Нунн не впадал в еретическое заблуждение и не ждал, что Чиддингфолд как-нибудь проявит свое могущество. Человеком, который на деле заправляет институтом, на деле выносит решения, он считал себя. Но в глубине души он осознавал: власть его полноценна только потому, что исходит от молчаливого божества, восседающего в соседнем кабинете. Без божества не стало бы ни этой излучаемой власти, ни авторитета, на который опирается он сам и его подчиненные. Пусть Чиддингфолд никогда не произносил ничего, кроме “доброе утро” и “добрый вечер”. Пусть он оказался бы совершенно нем или невменяем. Пусть он даже стал бы невидимкой. Все это не имело значения, важно было только одно: он наличествует.
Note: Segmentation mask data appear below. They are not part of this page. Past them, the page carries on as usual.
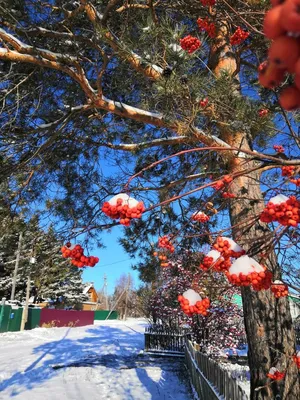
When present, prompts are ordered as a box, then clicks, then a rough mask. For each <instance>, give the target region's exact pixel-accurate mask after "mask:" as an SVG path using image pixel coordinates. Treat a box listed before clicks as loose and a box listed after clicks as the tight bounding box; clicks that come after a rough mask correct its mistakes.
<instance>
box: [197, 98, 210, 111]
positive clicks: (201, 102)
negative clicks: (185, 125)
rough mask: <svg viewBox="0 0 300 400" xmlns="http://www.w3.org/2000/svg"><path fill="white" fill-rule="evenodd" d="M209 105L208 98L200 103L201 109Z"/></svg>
mask: <svg viewBox="0 0 300 400" xmlns="http://www.w3.org/2000/svg"><path fill="white" fill-rule="evenodd" d="M207 104H208V98H207V97H205V99H203V100H200V101H199V105H200V107H201V108H205V107H206V106H207Z"/></svg>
Тем не менее Нунну хотелось бы разузнать побольше о том, что творится в огромной голове Чиддингфолда, когда черты его лица застывают в любезной микроулыбке. Улыбка эта была скроена на человека куда менее крупного, чем Чиддингфолд, и оставляла широкий простор для маневрирования. Само собой, думы, которые думает Чиддингфолд, необъятны и божественны; но, быть может, среди них затесались соображения, неблагоприятные для веселого, простецкого спортсмена Нунна. Порой Нунну казалось, что ему стало бы легче, если бы в один прекрасный день блеклые глаза взглянули бы на него в упор и Чиддингфолд сказал бы: “…чтоб ты сгорел”. По крайней мере Нунн знал бы тогда, на каком он свете. А так – приходилось нарушать расписание игр и вот как сейчас, подглядывать в замочную скважину смежного с ним директорского кабинета, надеясь застать Чиддингфолда за каким-нибудь деянием, выдающим его истинное отношение к Нунну. Но Чиддингфолд неизменно делал одно и тоже. Неизменно восседал за письменным столом, громоздкий и неуклюжий, облокотясь на полированную голую крышку, подпирая большую голову сцепленными пальцами; недвижимый, мозговитый, даже чересчур великий для ничтожества человеческих будней.

Охваченный каким-то почтительным раздражением Нунн беззвучно вздохнул и выпрямился. Он постучал и вошел в кабинет.

– Доброе утро, директор, – сказал он.

– Доброе утро, – ответил Чиддингфолд, приподняв голову с больших пальцев и растянув губы в микроулыбке.